Blockchain is not just about cryptocurrencies and bitcoin. It is about technology which makes it possible to record digital events, creating immutable and distributable data which is secure from any fraudulent manipulation and data breach threats.
Hospitals today are turning to technology to change the way they work, with more efficient healthcare record systems, wearable devices, and medical examination systems implementing artificial intelligence and cryptography.
Blockchain technology, therefore, has interesting use cases in the healthcare domain. As users share the data between networked database systems, a blockchain’s decentralized register of ownership stores all details, starting from the formation of each data block. Its inner SHA256 calculator generates a unique cryptographic hash every time a modification is made to the data, helping to identify the owner of a data block at any time. This fully protected data sharing method is obviously very useful in managing transactions and records in various healthcare systems.
Among other things, blockchain can help in managing patient data and in ensuring drug security in clinical trials and drug traceability. Let’s discuss some of the business and operating model opportunities offered by blockchain for the healthcare industry.
- Health information exchanges powered by blockchain could help realize the true value of interoperability and integration for disparate health IT systems. Benefits of such HIE’s include reduced costs of current intermediaries, improving efficiencies, and supporting better health outcomes for patients.
- Irrespective of the volumes of data handled, hospitals can process and store patient data and be assured of data provenance and integrity with blockchain. This protection would extend to patient health information (PHI), electronic health records, data collected from IoT devices (Internet of Things) or monitoring systems and medical insurance claims. When patients need to share their medical records with third parties, each PHI block gets a hash which includes the patient’s ID. Using an API, covered entities receive the necessary information through full or partial access. If the patient is not able to provide or withhold such access, the eligibility to do so may be vested with a reliable third party.
- Blockchain eliminates the need for a central administrator, offering access security, scalability, and data privacy.
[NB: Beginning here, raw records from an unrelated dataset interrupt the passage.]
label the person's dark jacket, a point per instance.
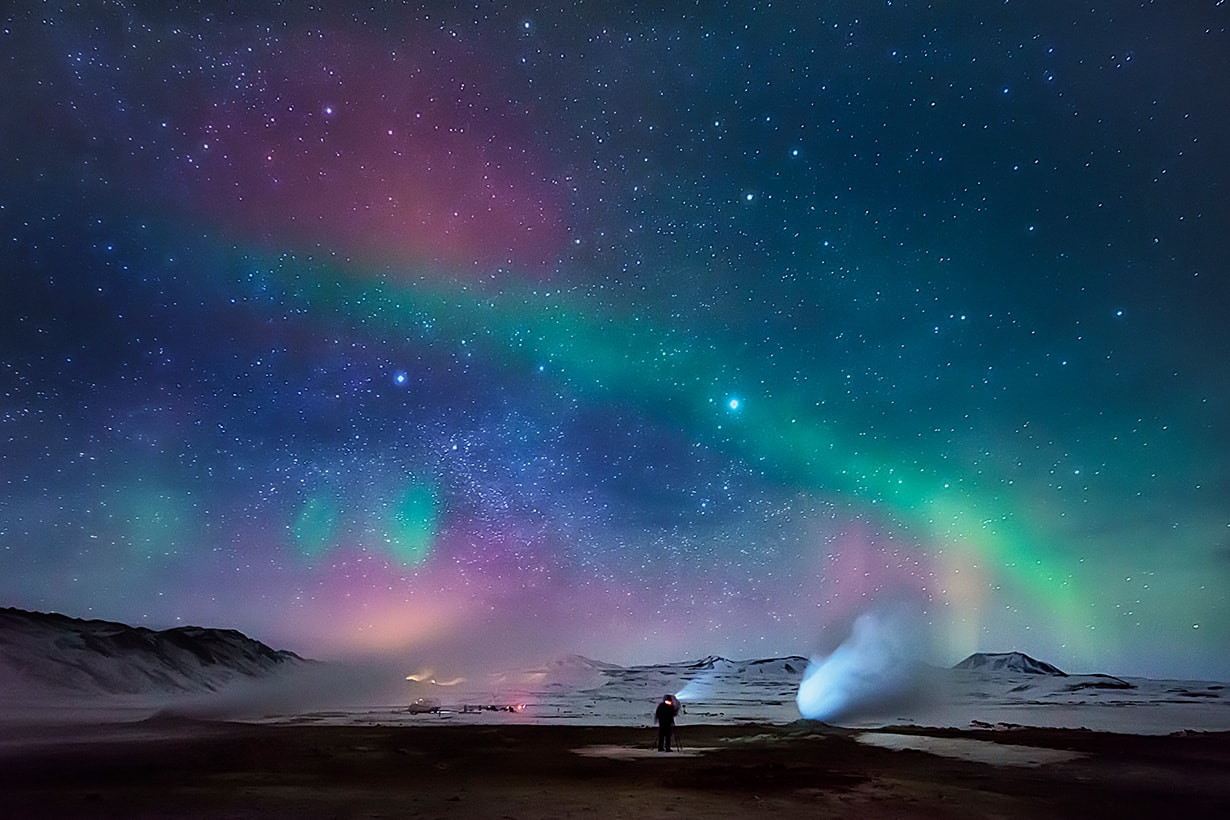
(666, 713)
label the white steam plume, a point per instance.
(876, 666)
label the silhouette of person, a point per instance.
(664, 716)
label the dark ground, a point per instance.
(182, 768)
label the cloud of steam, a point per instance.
(875, 668)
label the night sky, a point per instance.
(514, 330)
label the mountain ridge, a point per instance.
(54, 654)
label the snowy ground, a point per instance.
(577, 691)
(718, 691)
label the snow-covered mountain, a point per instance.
(47, 655)
(1009, 662)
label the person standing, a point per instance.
(664, 716)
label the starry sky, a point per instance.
(509, 330)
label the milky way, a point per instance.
(512, 331)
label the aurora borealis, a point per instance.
(647, 332)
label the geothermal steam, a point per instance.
(875, 668)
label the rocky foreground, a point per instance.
(164, 767)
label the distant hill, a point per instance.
(1009, 662)
(47, 655)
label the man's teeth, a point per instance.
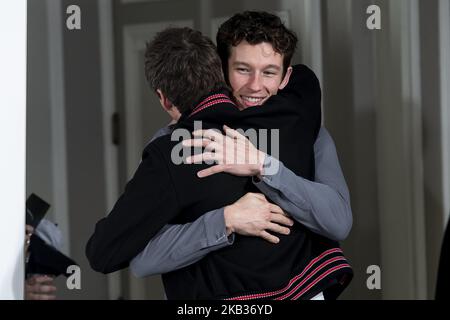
(252, 99)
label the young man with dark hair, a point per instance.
(241, 269)
(323, 205)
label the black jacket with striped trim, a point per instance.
(300, 266)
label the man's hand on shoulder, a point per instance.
(233, 153)
(253, 215)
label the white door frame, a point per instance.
(13, 30)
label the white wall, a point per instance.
(12, 143)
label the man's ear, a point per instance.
(285, 81)
(166, 104)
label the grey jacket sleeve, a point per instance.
(324, 205)
(177, 246)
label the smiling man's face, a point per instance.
(255, 73)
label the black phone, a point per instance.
(36, 208)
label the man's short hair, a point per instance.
(184, 65)
(256, 27)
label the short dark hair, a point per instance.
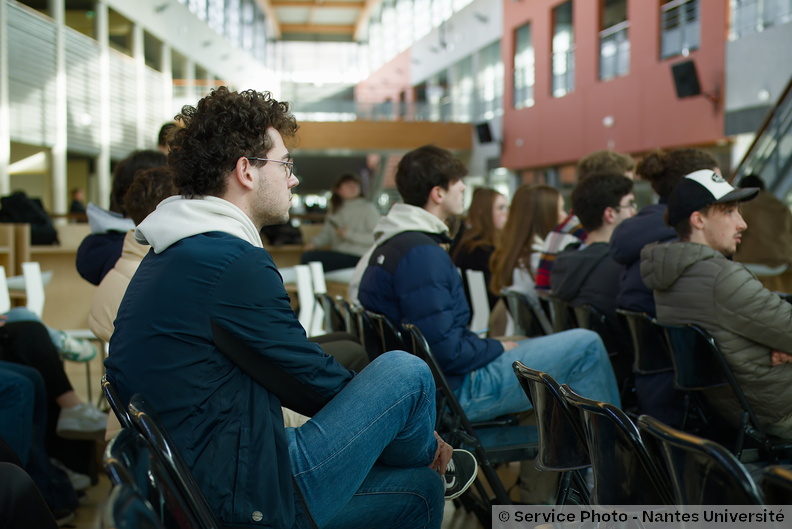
(597, 192)
(604, 162)
(223, 127)
(125, 172)
(149, 188)
(663, 170)
(421, 169)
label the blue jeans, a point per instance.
(23, 314)
(575, 357)
(363, 460)
(23, 412)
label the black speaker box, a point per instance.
(686, 79)
(484, 133)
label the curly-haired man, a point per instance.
(209, 292)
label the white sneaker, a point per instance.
(77, 350)
(79, 481)
(83, 421)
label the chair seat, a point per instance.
(511, 443)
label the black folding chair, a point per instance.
(528, 315)
(130, 461)
(492, 444)
(624, 474)
(562, 441)
(777, 485)
(700, 365)
(701, 471)
(148, 424)
(125, 508)
(115, 403)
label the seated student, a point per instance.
(584, 273)
(475, 241)
(348, 227)
(409, 277)
(571, 230)
(694, 281)
(100, 250)
(368, 456)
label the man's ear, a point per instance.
(242, 172)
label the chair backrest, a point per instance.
(148, 424)
(125, 508)
(529, 317)
(129, 460)
(777, 485)
(479, 301)
(115, 403)
(562, 441)
(651, 353)
(691, 354)
(5, 298)
(34, 287)
(318, 319)
(305, 296)
(624, 474)
(701, 471)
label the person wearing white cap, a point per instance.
(694, 281)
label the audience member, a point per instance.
(570, 230)
(348, 228)
(694, 281)
(409, 277)
(100, 250)
(368, 455)
(475, 243)
(662, 170)
(584, 273)
(768, 240)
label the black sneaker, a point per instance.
(460, 473)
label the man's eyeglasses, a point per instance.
(289, 165)
(632, 204)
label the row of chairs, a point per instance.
(648, 463)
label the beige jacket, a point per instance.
(110, 292)
(694, 283)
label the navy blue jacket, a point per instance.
(411, 279)
(228, 427)
(626, 243)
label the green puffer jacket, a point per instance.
(694, 283)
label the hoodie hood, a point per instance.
(572, 268)
(400, 218)
(177, 218)
(662, 264)
(403, 217)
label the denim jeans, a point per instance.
(23, 314)
(576, 357)
(363, 460)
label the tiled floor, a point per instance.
(88, 515)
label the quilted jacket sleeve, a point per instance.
(746, 308)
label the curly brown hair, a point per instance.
(223, 127)
(149, 188)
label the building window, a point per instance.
(614, 42)
(523, 67)
(753, 16)
(563, 50)
(679, 27)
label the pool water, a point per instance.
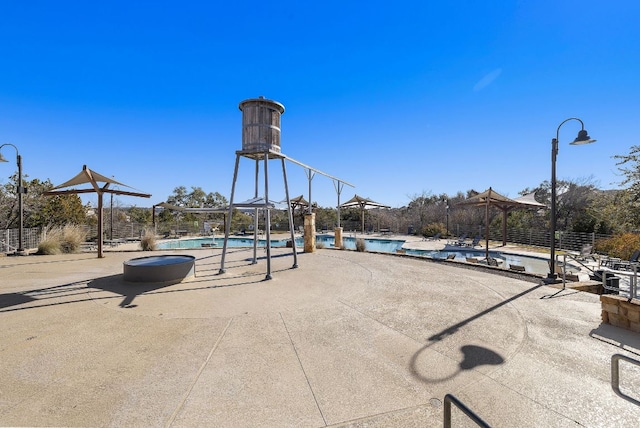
(531, 264)
(380, 245)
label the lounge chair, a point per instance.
(492, 262)
(626, 264)
(474, 243)
(517, 268)
(435, 237)
(460, 241)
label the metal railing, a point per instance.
(9, 239)
(449, 400)
(615, 376)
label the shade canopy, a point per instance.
(363, 204)
(491, 198)
(87, 176)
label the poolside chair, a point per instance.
(626, 264)
(460, 241)
(474, 243)
(492, 262)
(517, 268)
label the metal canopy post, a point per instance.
(338, 185)
(268, 213)
(227, 228)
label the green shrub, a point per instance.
(433, 229)
(48, 247)
(148, 241)
(621, 246)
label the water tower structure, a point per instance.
(260, 143)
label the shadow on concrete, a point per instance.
(618, 337)
(78, 292)
(474, 356)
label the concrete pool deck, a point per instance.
(347, 339)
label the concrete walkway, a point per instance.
(346, 339)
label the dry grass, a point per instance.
(62, 240)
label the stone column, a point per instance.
(309, 233)
(337, 240)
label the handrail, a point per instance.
(448, 399)
(615, 376)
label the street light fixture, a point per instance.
(21, 191)
(582, 138)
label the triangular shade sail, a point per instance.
(359, 201)
(492, 198)
(363, 203)
(91, 177)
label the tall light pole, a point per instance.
(20, 191)
(447, 208)
(582, 138)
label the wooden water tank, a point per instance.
(261, 125)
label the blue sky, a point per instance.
(398, 98)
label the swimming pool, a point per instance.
(536, 265)
(371, 244)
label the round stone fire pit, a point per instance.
(174, 268)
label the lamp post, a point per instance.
(20, 191)
(582, 138)
(447, 208)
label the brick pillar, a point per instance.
(309, 233)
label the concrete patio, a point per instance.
(346, 339)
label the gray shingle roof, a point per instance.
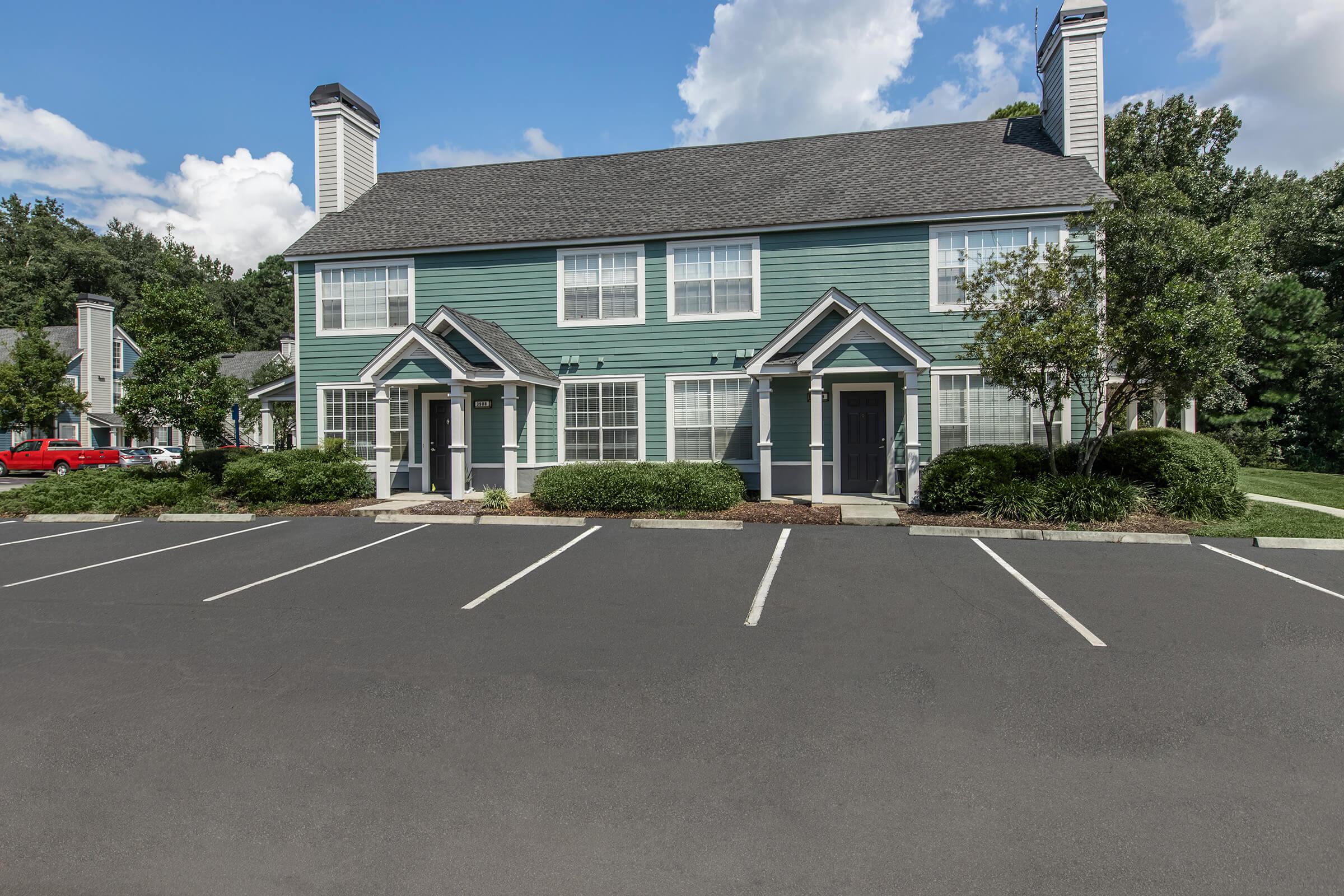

It can validate a clinicians’ credentials, control access to patients’ records, secure the medical supply chain and verify clinical tests, without any fear of patient data being mismatched or duplicated.
- Healthcare data gets anchored to the public blockchain, enabling data integrity to be proven with data timestamps; to authenticate the PHI or clinical research result integrity, allow medical audits and ensure regulatory compliance. Its secure information sharing methods ensure data safety even as healthcare providers and their covered entities provide appropriate medical services.
- Blockchain does not allow intermediation in data sharing and protects data with more than ordinary encryption, establishing higher levels of data safety when managing insurance claims, PHI, and medical records.
- Counterfeit drugs are the bane of existence for many in developing countries, while causing losses of over $200 billion to genuine pharma companies in US alone. Timestamped and immutable transactions using blockchain could help track a medicine from the manufacturer to retail and offer the assurance of authenticity and quality needed. It can also restrict access to verified drug dealers and help in detecting all the fraudulent drug dealers.
- All the statistics, test results, quality reports, etc. generated and recorded during a clinical trial can be made transparent and tamper-free as the whole outcome of the research gets registered and preserved securely in the system.
It is estimated that the use of blockchain in healthcare would grow at a CAGR of 63.85% from 2018 to 2025 and solve all the issues it currently faces with the non-standardized data silos and healthcare data interoperability. With its secure and reliable method of recording, storing, and sharing sensitive data, blockchain can also help prevent data breaches in the healthcare industry. According to a report by BIS research, by 2025, the healthcare industry stands to save up to $100 billion per year by 2025 in data breach-related costs, IT costs, operations costs, support function and personnel costs, counterfeit-related frauds and insurance frauds by turning to blockchain technology. This does not even look at the benefits offered by the snowballing effects of innovation using blockchain.